一种数据表的分类方法和装置,所述方法包括:服务器获取第一数据表的表参数,所述表参数包括完整性参数和更新参数,所述完整性参数用于标识所述第一数据表的元数据完整性,所述更新参数用于标识所述第一数据表的更新记录(S101);所述服务器判断所述表参数是否符合第一判断条件(S102);若所述表参数符合所述第一判断条件,将所述第一数据表的标识更新为第一标识(S103);所述服务器接收查询请求,所述查询请求包括查询条件(S104);若符合所述查询条件的多个数据表中包括所述第一数据表,根据数据表的标识向所述查询请求展示所述多个数据表;其中,所述第一数据表的展示位置优于第二数据表的展示位置,所述第二数据表为所述多个数据表中的一个数据表,所述第二数据表的标识不是所述第一标识(S105)。通过数据表的分类,这样在查询数据表时,可以将查询结果中具有第一标识的、质量更优的数据表优先展示给查询的用户,从而免去了在质量不高的数据表中查找的时间,提高了查询效率。

Description

一种数据表的分类方法和装置
本申请要求2015年08月11日递交的申请号为201510490712.0、发明名称为“一种数据表的分类方法和装置”的中国专利申请的优先权,其全部内容通过引用结合在本申请中。
技术领域
本发明涉及数据处理领域,特别是涉及一种数据表的分类方法和装置。
背景技术
云计算平台上保存有大量的数据表(table)。数据表中保存的数据可以是从各个系统中采集来的日志数据、交易数据、用户数据等,数据表可以由用户上传或提供到云计算平台以便起到共享等作用。用户可以在云计算平台上查找所需的数据表。

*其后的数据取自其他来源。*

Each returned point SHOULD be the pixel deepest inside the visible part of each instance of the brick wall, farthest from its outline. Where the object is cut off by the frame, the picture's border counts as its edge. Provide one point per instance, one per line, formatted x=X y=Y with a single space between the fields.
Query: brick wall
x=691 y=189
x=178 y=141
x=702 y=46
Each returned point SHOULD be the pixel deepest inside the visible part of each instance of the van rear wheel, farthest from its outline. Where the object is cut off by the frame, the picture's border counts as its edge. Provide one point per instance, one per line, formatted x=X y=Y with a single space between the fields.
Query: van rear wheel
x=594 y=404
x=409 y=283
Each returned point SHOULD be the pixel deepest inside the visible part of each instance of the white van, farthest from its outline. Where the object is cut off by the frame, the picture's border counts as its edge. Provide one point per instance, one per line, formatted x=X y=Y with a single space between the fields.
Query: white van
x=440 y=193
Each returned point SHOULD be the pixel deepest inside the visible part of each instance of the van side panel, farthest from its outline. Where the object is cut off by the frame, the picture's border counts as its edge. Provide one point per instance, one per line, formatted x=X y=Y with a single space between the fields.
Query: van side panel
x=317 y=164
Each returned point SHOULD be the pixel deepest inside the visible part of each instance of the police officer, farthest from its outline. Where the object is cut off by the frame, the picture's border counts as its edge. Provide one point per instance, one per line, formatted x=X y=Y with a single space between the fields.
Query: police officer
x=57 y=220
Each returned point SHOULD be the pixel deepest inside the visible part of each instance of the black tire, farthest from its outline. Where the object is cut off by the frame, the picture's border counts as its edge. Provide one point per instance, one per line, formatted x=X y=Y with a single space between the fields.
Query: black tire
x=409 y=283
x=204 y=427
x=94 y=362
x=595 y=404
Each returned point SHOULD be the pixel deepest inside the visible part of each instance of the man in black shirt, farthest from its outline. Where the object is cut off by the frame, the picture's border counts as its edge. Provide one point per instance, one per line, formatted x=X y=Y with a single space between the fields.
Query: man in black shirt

目前大数据的广泛应用使得云计算平台上保存的数据表的数量指数级增长。用户在云计算平台上查找数据表时,符合查询关键词(key word)的数据表会有很多,而且通过查询关键词展示给用户的数据表的质量可能良莠不齐,即使是有经验的用户也需要消耗大量时间找到所需的数据表并鉴别数据表的质量,导致用户需要花费3到5个小时甚至几天的时间才可能从海量的查询结果中找到真正适合自身需求的数据表。
发明内容
为了解决上述技术问题,本发明提供了一种数据表的分类方法和装置,从数据表中判断出高质量的数据表,并在查询过程中,将查询结果中的高质量数据表优先展示,提高了查询效率。
本发明实施例公开了如下技术方案:
一种数据表的分类方法,所述方法包括:
服务器获取第一数据表的表参数,所述表参数包括完整性参数和更新参数,所述完整性参数用于标识所述第一数据表的元数据完整性,所述更新参数用于标识所述第一数据表的更新记录;
所述服务器判断所述表参数是否符合第一判断条件;
若所述表参数符合所述第一判断条件,所述服务器将所述第一数据表的标识更新为第一标识;
所述服务器接收查询请求,所述查询请求包括查询条件;
若符合所述查询条件的多个数据表中包括所述第一数据表,所述服务器根据数据表的标识向所述查询请求展示所述多个数据表;其中,所述第一数据表的展示位置优于第二数据表的展示位置,所述第二数据表为所述多个数据表中的一个数据表,所述第二数据表的标识不是所述第一标识。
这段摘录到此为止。